County residents, businesses help victims of Hurricane Andrew

September 02, 1992|By Lan Nguyen | Lan Nguyen,Staff Writer

Howard County residents are responding in their own ways to help Hurricane Andrew victims in Florida. While some offer prayers during church services, others are collecting and asking for donations at work.

Several local businesses, meanwhile, are pooling their resources and banking on the goodwill of residents to send truckloads of food, clothing and other items to South Florida.

Brickhouse Farm Water Co., a 2-week-old business near Clarksville, sent more than 5,000 gallons of bottled water yesterday to a Red Cross distribution center in Miami.

"We thought it was a nice thing to do," said Judy Leyse, office manager. "People don't realize how bad things are down there."

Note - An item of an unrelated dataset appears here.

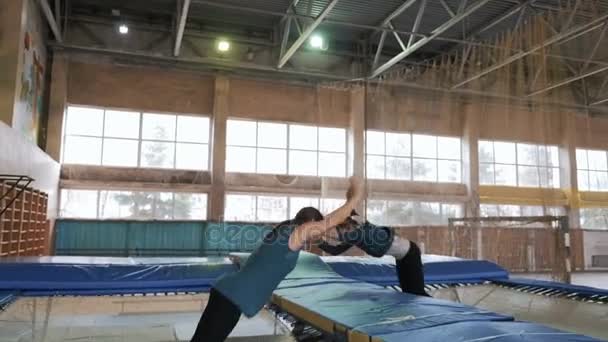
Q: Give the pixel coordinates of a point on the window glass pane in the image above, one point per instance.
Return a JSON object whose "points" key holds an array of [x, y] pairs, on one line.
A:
{"points": [[272, 161], [115, 204], [488, 210], [549, 177], [121, 124], [82, 150], [332, 164], [583, 180], [120, 152], [449, 148], [581, 159], [84, 121], [509, 210], [504, 152], [192, 156], [398, 144], [297, 203], [162, 202], [190, 206], [272, 209], [486, 174], [374, 142], [242, 133], [428, 213], [594, 218], [376, 210], [158, 127], [303, 163], [78, 203], [597, 160], [598, 181], [157, 154], [192, 129], [486, 151], [375, 167], [302, 137], [425, 146], [548, 155], [450, 211], [398, 168], [532, 210], [449, 171], [240, 208], [272, 135], [527, 154], [332, 139], [505, 174], [330, 204], [528, 176], [399, 213], [425, 170], [240, 159]]}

Carolina Freight has agreed to haul the water for free, but Brickhouse is looking for a driver with a tractor to haul a second load. The company plans to collect pet food soon and is looking for donations. "There's a lot of starving pets, too," Ms. Leyse said.

All Columbia village centers, except Owen Brown, are collecting non-perishable food and other items for hurricane victims in South Florida. Rouse Co.-owned Columbia Management Inc., which runs the village centers, and the Merchants' Association will accept donations until Friday.

"It's happening in our backyard, and we felt strongly to reach out and help people in our own country as much as possible," said Liz Buckley, marketing manager for Columbia Management.

A handful of pickup trucks and vans are canvassing Columbia to collect the donations, which will be stored in a 2,000-square-foot warehouse. "The response has been overwhelming," Mrs. Buckley said.

Residents can donate non-perishable food, bottled water and personal items in front of the supermarket at Dorsey's Search, Harpers Choice, Hickory Ridge, Kings Contrivance, Oakland Mills and Wilde Lake. East Columbia residents can drop off donations in front of the pharmacy at Long Reach Village Center.

Rouse Co.-owned business buildings -- including Amdahl, PaineWebber, Park View, among seven others -- have collection bins in lobbies for unused clothing. Friday is the last day.